With the use of this formula
$$d\omega(X_1, \dots, X_{r+1}) = \sum_{i=1}^{r}(-1)^{i+1}X_i\omega(x_1,\dots,\hat{X}_i,\dots,X_{r+1})+\sum_{i<j}(-1)^{i+j}\omega([X_i,X_j],X_1,\dots,\hat{X}_i,\dots,\hat{X}_j,\dots,X_{r+1}) $$ where the term under $\hat{}$ is removed, I want to get:
$$3d\sigma(X,Y,Z)=-\sigma([X,Y],Z).$$
For the specific case when $X,Y\in V_K(M)$ and $Z\in V(M)$, with $M$ a smooth manifold and $K$ is the characteristic distribution of $\sigma$. And $V_K(M)$ denote all vectors fields that are tangent to $K$.
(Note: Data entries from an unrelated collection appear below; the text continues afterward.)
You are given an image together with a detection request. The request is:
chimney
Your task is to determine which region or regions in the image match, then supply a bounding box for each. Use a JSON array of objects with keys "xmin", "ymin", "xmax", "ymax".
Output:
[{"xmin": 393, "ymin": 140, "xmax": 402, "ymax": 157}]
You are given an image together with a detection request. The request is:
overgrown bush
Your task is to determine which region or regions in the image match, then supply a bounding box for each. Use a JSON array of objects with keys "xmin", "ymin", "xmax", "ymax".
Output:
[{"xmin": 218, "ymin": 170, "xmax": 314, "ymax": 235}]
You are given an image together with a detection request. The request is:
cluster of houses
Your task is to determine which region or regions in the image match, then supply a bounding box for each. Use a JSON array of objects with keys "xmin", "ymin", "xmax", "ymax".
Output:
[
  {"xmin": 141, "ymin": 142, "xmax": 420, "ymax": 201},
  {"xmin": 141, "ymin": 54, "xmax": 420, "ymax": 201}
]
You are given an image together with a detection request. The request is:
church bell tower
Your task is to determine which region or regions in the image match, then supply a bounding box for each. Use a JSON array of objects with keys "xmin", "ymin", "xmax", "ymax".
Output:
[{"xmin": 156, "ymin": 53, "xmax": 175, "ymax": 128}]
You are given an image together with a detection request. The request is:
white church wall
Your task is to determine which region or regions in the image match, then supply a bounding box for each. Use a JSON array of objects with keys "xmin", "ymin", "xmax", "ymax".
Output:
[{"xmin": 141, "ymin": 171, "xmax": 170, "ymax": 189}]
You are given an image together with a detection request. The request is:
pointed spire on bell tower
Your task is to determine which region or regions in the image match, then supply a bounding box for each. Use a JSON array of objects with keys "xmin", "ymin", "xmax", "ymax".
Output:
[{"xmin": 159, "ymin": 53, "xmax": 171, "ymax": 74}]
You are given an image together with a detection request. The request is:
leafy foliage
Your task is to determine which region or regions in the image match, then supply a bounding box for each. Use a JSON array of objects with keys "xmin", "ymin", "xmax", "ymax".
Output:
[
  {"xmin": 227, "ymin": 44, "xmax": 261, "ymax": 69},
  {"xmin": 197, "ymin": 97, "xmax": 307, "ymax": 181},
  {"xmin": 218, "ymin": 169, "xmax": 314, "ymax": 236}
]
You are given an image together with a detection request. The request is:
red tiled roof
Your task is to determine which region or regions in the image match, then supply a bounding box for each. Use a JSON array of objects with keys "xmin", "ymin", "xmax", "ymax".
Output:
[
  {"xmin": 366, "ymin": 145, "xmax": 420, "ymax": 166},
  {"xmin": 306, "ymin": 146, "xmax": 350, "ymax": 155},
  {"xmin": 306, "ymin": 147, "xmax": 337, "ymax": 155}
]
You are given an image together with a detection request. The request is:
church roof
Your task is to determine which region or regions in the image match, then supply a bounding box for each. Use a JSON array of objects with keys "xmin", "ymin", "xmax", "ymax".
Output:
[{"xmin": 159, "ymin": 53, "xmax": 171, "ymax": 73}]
With all the information of the problem, here is what I have done: the only Lie bracket that should remain is $[X,Y]$ as (for some reason) the Lie bracket of a vector field that is tangent to the other field is zero. And the same is true(?) for the two-forms.
This yields
$$3d\sigma(X,Y,Z)=X_3\sigma(X_1,X_2)-\sigma([X_1,X_2],X_3).$$
Obviously I have misunderstood something fundamental with both differential forms and Lie bracket. From this I can at least conclude that I lack the knowledge why a Lie bracket of a vector field tangent to the other field is zero. And why the same two vector fields in a two-form should be zero.
I would be grateful if someone could answer these questions of mine and perhaps guide me towards the correct reasoning for this problem.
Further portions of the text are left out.